Europoseł Witold Tomczak odpowie za usunięcie meteorytu przygniatającego postać papieża w warszawskiej galerii "Zachęta". Komisja prawna Parlamentu Europejskiego jednogłośnie opowiedziała się za zniesieniem immunitetu posła w toczącej się przeciwko niemu sprawie sądowej o zniszczenie rzeźby Maurizio Cattelana w 2000 r. Politykowi grozi do pięciu lat więzienia.
Formalnie decyzja w tej sprawie zapadnie 8 lipca w Strasburgu, podczas planowanego na ten dzień głosowania Parlamentu Europejskiego.

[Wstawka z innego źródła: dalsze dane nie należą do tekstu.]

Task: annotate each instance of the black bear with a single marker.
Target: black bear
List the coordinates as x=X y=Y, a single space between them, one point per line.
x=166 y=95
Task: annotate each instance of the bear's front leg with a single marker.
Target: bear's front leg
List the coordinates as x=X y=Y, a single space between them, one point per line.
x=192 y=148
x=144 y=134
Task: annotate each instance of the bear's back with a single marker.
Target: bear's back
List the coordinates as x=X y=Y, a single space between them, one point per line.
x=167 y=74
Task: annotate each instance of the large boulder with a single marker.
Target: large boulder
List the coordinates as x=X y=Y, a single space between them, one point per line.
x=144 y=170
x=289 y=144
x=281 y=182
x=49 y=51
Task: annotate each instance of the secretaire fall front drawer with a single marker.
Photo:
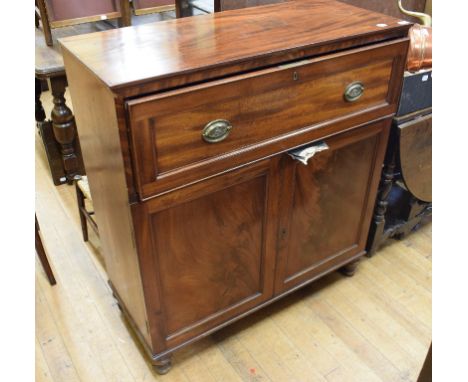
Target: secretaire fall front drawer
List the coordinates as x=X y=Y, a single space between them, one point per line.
x=188 y=134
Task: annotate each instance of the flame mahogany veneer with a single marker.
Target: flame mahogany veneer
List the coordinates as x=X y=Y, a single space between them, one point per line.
x=195 y=234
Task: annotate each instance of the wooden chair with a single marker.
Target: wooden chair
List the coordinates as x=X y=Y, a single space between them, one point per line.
x=144 y=7
x=85 y=202
x=42 y=255
x=64 y=13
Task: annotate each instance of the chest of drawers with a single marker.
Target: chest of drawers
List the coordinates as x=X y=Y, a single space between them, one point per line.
x=232 y=158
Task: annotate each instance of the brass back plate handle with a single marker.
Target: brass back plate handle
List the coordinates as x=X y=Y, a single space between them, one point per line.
x=216 y=131
x=354 y=91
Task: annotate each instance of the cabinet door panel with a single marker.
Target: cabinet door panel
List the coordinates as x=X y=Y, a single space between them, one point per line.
x=328 y=209
x=214 y=248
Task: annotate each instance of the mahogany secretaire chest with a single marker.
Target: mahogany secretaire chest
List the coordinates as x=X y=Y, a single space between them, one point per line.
x=234 y=157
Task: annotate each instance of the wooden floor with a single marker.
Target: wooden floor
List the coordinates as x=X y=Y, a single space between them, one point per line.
x=375 y=326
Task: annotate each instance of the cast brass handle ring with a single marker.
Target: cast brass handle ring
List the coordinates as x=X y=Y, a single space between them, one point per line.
x=354 y=91
x=216 y=131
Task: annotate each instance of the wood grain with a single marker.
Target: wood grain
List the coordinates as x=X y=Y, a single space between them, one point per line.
x=415 y=139
x=292 y=339
x=106 y=176
x=203 y=274
x=326 y=205
x=260 y=106
x=182 y=51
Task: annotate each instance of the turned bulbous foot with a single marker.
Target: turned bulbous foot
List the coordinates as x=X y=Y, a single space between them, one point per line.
x=349 y=269
x=163 y=366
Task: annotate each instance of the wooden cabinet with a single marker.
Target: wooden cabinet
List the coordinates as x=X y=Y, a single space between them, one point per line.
x=327 y=205
x=212 y=246
x=199 y=153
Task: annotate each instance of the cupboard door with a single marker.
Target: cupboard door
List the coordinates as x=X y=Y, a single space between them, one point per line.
x=212 y=246
x=328 y=204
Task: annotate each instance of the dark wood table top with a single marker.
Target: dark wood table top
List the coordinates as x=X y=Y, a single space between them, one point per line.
x=228 y=42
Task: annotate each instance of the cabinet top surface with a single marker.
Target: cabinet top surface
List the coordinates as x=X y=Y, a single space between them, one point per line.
x=225 y=41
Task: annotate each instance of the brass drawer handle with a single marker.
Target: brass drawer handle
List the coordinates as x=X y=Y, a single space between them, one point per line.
x=303 y=154
x=354 y=91
x=216 y=131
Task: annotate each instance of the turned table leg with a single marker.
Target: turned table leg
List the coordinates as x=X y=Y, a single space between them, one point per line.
x=63 y=123
x=376 y=231
x=39 y=110
x=163 y=365
x=349 y=269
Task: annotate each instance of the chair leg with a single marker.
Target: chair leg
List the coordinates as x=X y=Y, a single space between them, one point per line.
x=43 y=257
x=81 y=205
x=45 y=22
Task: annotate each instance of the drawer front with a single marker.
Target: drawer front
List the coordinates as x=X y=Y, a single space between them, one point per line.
x=262 y=113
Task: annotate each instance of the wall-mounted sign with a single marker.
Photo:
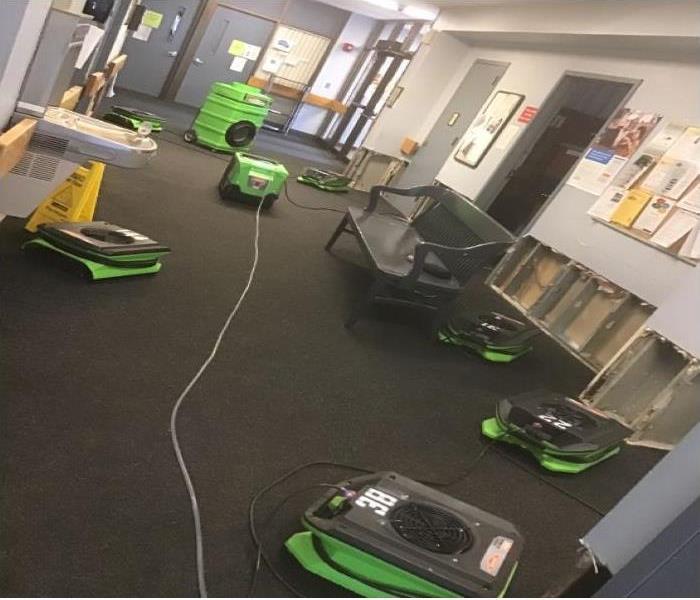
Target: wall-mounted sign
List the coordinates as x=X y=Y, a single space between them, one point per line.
x=244 y=49
x=152 y=19
x=486 y=127
x=528 y=114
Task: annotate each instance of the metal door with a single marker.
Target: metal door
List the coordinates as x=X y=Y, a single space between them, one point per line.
x=212 y=61
x=475 y=88
x=150 y=61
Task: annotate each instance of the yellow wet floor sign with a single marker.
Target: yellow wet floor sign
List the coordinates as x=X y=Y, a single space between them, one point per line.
x=74 y=200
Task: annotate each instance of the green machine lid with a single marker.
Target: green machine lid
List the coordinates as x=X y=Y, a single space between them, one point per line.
x=241 y=92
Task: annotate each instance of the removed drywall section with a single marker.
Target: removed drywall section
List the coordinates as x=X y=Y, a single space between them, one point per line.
x=338 y=65
x=429 y=82
x=663 y=494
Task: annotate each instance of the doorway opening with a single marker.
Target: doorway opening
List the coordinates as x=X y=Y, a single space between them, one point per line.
x=373 y=85
x=566 y=124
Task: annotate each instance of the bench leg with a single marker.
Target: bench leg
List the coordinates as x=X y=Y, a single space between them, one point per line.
x=336 y=234
x=362 y=306
x=441 y=314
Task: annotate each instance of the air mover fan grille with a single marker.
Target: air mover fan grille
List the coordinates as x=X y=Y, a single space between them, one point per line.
x=430 y=528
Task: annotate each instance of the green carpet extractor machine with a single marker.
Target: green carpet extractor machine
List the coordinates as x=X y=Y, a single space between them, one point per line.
x=384 y=535
x=106 y=250
x=252 y=179
x=230 y=117
x=564 y=435
x=328 y=181
x=493 y=336
x=134 y=118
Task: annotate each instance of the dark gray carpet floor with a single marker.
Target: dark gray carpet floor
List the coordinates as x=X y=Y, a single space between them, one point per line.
x=92 y=499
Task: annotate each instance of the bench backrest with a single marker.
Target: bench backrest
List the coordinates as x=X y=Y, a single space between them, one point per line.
x=456 y=222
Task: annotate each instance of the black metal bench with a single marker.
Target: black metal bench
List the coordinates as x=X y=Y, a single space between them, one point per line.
x=426 y=261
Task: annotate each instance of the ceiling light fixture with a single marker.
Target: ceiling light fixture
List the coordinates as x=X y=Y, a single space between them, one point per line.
x=387 y=4
x=418 y=13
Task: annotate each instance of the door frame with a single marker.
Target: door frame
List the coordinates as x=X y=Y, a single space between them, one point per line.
x=194 y=37
x=516 y=156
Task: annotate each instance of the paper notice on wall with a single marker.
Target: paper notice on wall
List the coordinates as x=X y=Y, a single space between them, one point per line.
x=687 y=146
x=272 y=64
x=653 y=214
x=632 y=204
x=691 y=201
x=678 y=224
x=283 y=45
x=662 y=141
x=608 y=203
x=507 y=137
x=596 y=171
x=237 y=48
x=142 y=33
x=251 y=52
x=671 y=177
x=238 y=64
x=152 y=19
x=92 y=37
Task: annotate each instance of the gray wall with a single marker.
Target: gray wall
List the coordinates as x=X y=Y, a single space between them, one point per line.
x=663 y=494
x=304 y=14
x=21 y=23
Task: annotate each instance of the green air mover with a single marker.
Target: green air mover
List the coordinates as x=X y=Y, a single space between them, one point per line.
x=328 y=181
x=252 y=179
x=133 y=118
x=493 y=336
x=230 y=117
x=106 y=250
x=564 y=435
x=384 y=535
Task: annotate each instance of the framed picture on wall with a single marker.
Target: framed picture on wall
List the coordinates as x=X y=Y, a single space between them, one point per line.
x=486 y=127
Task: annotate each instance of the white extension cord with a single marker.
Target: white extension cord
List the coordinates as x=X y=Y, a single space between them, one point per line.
x=201 y=579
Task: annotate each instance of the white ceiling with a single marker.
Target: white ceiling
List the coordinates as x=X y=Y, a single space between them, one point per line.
x=377 y=12
x=366 y=8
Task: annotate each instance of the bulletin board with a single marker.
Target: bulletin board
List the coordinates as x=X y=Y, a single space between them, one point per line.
x=292 y=56
x=656 y=197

Oznacza to poważne kłopoty dla polskiego europarlamentarzysty. Tomczak będzie mógł teraz odpowiadać przed polskim sądem za zniszczenie rzeźby, sprzedanej ostatnio za 900 tys. dolarów. Grozi mu za to nawet 5 lat więzienia.
Papież stracił lewą nogę
Do zdarzenia z udziałem polityka doszło w 2000 roku podczas wystawy na stulecie istnienia "Zachęty". Tomczak zniszczył wówczas jedną z najcenniejszych prac - "La Nona Ora" ("Godzina dziewiąta"). Instalacja autorstwa Maurizio Cattelana przedstawiała przygniecionego meteorytem Jana Pawła II. Podczas usuwania kamienia od postaci papieża odpadła lewa noga.
Zniszczyłem w imię idei
Tomczak - wówczas poseł LPR - nie zaprzeczał, że usunął meteoryt przygniatający figurę papieża. Jak mówił, że zrobił to w imię idei. - Zniszczyłem to, ponieważ tego oczekiwali ode mnie wyborcy - tłumaczył.